そして、前年の同じ月までの過去1年間と比べて、記事数がどのくらい増えたかを見ています。ですから、グラフがゼロよりプラスにあると、前年と比べて過去1年間の記事数が増えて、注目が高まったとみられます。今回の分析では、この値を「ダンス注目度」と呼ぶことにします。

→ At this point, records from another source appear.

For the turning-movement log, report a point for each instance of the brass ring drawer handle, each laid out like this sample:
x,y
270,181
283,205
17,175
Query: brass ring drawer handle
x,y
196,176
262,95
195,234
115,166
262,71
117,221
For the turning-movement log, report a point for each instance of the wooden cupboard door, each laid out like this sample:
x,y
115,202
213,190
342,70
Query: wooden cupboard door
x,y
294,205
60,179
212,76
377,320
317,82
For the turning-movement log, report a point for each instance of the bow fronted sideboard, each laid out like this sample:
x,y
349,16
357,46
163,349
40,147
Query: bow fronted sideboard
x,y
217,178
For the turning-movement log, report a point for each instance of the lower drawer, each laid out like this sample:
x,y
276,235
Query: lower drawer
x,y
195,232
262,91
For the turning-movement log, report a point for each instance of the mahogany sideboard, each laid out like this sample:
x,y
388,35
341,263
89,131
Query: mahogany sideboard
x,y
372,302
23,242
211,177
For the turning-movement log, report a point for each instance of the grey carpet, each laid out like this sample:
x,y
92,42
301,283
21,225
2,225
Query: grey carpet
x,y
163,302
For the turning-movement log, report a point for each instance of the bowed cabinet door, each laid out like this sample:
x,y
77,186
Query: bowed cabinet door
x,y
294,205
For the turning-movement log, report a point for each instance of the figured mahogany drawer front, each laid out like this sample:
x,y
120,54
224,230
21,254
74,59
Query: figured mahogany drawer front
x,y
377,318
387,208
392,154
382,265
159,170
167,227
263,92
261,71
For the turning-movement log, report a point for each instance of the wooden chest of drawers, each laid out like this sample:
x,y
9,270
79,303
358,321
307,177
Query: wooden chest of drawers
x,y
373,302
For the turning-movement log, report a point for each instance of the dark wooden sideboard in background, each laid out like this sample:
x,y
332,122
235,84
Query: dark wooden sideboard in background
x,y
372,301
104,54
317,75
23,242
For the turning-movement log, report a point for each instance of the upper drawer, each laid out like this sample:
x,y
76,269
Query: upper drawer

一方、株価のデータは日経平均株価を使っています。ダンス注目度から将来の株価の動きが予測できると、投資にも役立ちます。そこで、日経平均は翌月から半年間の動きを見ています。実際の分析結果は、下図のとおりです。
グラフはダンス注目度のほうが9月末までになっていますが、日経平均はその時点から6ヵ月間の動きをみたものなので、直近は3月末までとなっています。たとえば、9月末から半年前でいえば、4月からとなります。この間で日経平均は550円高となりました。これが3月末の値となっています。
グラフは連動した推移を見せており、ダンス注目度が将来6ヵ月間の株価を予想する傾向となっています。なぜ、このような関係があるのでしょうか。
なぜダンスと株価が連動するのか
やはりダンスなどのスポーツが注目される時は、基本的には国民の所得が良く、金銭面などに余裕がある時と思われます。または余裕がない場合でも、そのスポーツに関連する産業への恩恵が期待されたり、あるいは国民が元気になる原動力が生まれたりすれば、将来的な経済の発展にもつながると思われます。
ダンスとなると、あまり気軽に始められるものでもありません。レッスンなどの費用がかかることも、裏を返せば金銭面での余裕を表してくれます。
その一方で、ダンスはゴルフなど限られた世代の嗜好に留まるスポーツでもありません。リトミック体操、ストリートダンスから社交ダンスに至るまで、幼児から年配までのさまざまな世代・立場の人が関心を向けられるものだからこそ、景気や株価との関係が強く表れるとみられます。
ところで、図を見ると、ここに来てダンス注目度が下がっているのは気掛かりです。しかし、来年の東京五輪の4年後に開催されるパリ五輪ではブレイクダンスが競技種目に追加されるなど、長期的な注目が期待されます。より長い視点で考えると、ダンスへの注目と連動した株高も期待されます。